Pycauset Philosophy & Design Principles
Pycauset is designed to handle causal sets where \(N\) is large enough that \(O(N^2)\) storage becomes the primary bottleneck. To achieve this, we adhere to a strict set of design principles and "mantras" that guide every architectural decision.
Core Philosophy (North Star)
PyCauset is NumPy for causal sets.
- Users should interact with top-level Python objects and functions (e.g.,
pycauset.matrix,pycauset.causal_matrix,pycauset.matmul). - We bridge the gap between abstract theory and petabyte-scale simulation without forcing physicists to become systems engineers.
Developer Ethos
"We don't write 'Happy Path' code. We write code that survives a power outage, a full disk, and a 3-week runtime."
Originally, PyCauset was built solely for scale ("If it fits in RAM, use numpy"). However, as the project has evolved into a full-fledged framework for Causal Set Theory, it now offers unique value even for small simulations:
* Spacetime Generation: Built-in manifolds and sprinkling algorithms.
* Causal Set Abstractions: Objects that bundle topology, geometry, and causality.
* Reproducibility: Standardized serialization formats (.pycauset).
Core Mantras
1. Scale First, Ask Questions Later
- Principle: We assume every matrix might be 10TB.

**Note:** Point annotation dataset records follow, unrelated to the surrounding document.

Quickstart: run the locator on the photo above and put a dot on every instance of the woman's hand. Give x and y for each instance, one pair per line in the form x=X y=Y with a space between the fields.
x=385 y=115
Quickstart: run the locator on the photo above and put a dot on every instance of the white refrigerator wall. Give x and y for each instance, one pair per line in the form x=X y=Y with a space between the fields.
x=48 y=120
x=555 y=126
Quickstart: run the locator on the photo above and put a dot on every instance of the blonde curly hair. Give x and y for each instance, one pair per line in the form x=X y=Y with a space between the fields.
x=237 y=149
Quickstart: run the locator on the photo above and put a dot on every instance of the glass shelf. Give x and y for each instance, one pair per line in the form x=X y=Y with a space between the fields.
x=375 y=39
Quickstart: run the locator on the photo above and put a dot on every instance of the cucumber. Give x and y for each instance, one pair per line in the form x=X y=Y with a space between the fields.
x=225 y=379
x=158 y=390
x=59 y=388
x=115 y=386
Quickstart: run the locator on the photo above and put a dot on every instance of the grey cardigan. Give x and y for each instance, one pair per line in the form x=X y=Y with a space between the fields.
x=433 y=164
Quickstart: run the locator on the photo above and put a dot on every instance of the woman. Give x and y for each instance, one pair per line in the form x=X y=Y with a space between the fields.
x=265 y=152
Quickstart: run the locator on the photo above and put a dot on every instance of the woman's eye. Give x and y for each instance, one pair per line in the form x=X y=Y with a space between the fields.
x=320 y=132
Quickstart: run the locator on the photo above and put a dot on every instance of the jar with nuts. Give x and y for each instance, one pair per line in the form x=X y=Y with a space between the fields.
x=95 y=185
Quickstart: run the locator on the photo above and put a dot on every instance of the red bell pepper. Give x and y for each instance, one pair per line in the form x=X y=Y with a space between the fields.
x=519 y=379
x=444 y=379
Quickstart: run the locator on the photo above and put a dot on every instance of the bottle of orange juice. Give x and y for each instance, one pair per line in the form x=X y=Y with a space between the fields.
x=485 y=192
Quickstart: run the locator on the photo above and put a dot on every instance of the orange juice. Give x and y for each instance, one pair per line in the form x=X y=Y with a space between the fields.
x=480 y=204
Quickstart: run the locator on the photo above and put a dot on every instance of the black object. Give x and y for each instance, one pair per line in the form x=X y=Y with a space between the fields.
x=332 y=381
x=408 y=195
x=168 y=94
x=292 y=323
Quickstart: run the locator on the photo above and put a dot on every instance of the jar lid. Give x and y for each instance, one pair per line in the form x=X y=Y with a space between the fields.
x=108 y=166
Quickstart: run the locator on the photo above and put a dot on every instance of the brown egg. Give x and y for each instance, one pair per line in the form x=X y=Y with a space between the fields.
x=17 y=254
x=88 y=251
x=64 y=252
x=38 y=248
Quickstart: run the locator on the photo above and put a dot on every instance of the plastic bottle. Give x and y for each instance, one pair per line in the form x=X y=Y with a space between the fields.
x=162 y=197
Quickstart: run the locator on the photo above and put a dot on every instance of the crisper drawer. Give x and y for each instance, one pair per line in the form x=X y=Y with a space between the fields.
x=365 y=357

- Implementation: We design for the worst case (disk-backed, out-of-core) first, then optimize the best case (RAM-only) second.
- Differentiation: NumPy crashes if you allocate 100GB. PyCauset just shrugs and opens a file.

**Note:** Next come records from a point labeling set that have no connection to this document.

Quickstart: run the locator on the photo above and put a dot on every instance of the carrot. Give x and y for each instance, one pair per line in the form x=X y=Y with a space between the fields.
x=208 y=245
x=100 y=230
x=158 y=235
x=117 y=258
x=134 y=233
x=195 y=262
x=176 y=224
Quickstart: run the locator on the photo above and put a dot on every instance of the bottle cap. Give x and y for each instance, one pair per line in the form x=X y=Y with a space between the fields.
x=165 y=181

2. Numpy Compatibility, C++ Engine
- Principle: The API should feel like home to numpy-users and be intimately compatible.
- Implementation: We mimic the
numpyAPI (shape,dtype, slicing, broadcasting where possible). However, we do not usenumpyarrays for storage. The engine is pure C++ optimized for our specific storage formats and causal set operations.
3. Lazy is Smart
- Principle: Never compute what you can describe. Never write to disk what you can keep in RAM.
- Implementation:
- Lazy Persistence: Matrices stay in RAM until they grow too large or the user explicitly saves them.

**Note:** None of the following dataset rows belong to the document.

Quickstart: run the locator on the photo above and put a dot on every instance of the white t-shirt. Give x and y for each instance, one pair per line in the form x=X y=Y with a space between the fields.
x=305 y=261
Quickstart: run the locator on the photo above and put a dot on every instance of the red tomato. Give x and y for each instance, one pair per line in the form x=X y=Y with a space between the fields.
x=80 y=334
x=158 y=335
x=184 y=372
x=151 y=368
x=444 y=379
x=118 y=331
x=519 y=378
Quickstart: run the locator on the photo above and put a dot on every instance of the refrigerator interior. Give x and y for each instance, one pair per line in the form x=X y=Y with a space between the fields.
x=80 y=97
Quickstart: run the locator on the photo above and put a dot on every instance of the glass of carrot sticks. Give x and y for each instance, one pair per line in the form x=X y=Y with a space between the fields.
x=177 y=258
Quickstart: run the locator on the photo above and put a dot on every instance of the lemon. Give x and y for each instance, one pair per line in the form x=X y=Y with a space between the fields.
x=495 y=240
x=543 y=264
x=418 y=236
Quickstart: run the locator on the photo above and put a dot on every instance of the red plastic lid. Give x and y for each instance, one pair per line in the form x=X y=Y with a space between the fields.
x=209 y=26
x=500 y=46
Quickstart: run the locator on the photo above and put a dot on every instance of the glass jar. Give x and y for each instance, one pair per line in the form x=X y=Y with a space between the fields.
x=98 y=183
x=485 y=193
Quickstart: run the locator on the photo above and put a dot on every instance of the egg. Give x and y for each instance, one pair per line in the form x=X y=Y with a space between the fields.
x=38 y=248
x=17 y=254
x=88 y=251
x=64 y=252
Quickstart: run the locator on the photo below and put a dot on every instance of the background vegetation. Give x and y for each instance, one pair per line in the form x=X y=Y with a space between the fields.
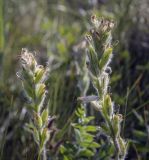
x=55 y=29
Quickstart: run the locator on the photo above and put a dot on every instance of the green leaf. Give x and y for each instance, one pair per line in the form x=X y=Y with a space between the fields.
x=44 y=116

- Expression Templates: Operations like
C = A * B + Dare fused and computed on-the-fly, avoiding temporary files. - Metadata Scaling: Scalar multiplication (
A * 3.5) is just a metadata update, taking \(O(1)\) time and 0 bytes.
4. Properties are Gospel
- Principle: If a matrix is tagged
is_diagonal=True, we never check the zeros. We trust the tag. - Implementation: We use metadata to short-circuit expensive computations ("Fly Swatting"). If a property makes an operation trivial (or impossible), we return the result instantly without touching the data.
5. The Hardware is a Team
- Principle: The CPU, GPU, and Disk are coworkers, not rivals.
- Implementation: We don't just "switch" to GPU. We use Cooperative Computing: the CPU prefetches data from disk while the GPU crunches the previous block. We use the right tool for the job (CPU for complex logic, GPU for brute force, Disk for infinite capacity).
6. Anti-Promotion (The "Smallest Type" Rule)
- Principle: Data types must remain as small as possible, constantly.
- Implementation: We aggressively resist type promotion.
- Underpromotion: Operations execute in the smallest selected dtype, and results are stored in that same dtype. We do not silently widen intermediates.
- Mixed Types: If a float participates, the result is float. Otherwise, we prefer the smallest dtype.
- Overflow: Integer overflow is a hard error (no auto-promotion). Float overflow follows IEEE-754 (
inf/nan).
- Example: Multiplying an
IntegerMatrixby a float scalar (3.5) produces anIntegerMatrixwith a metadata scalar factor. The data on disk remains integers.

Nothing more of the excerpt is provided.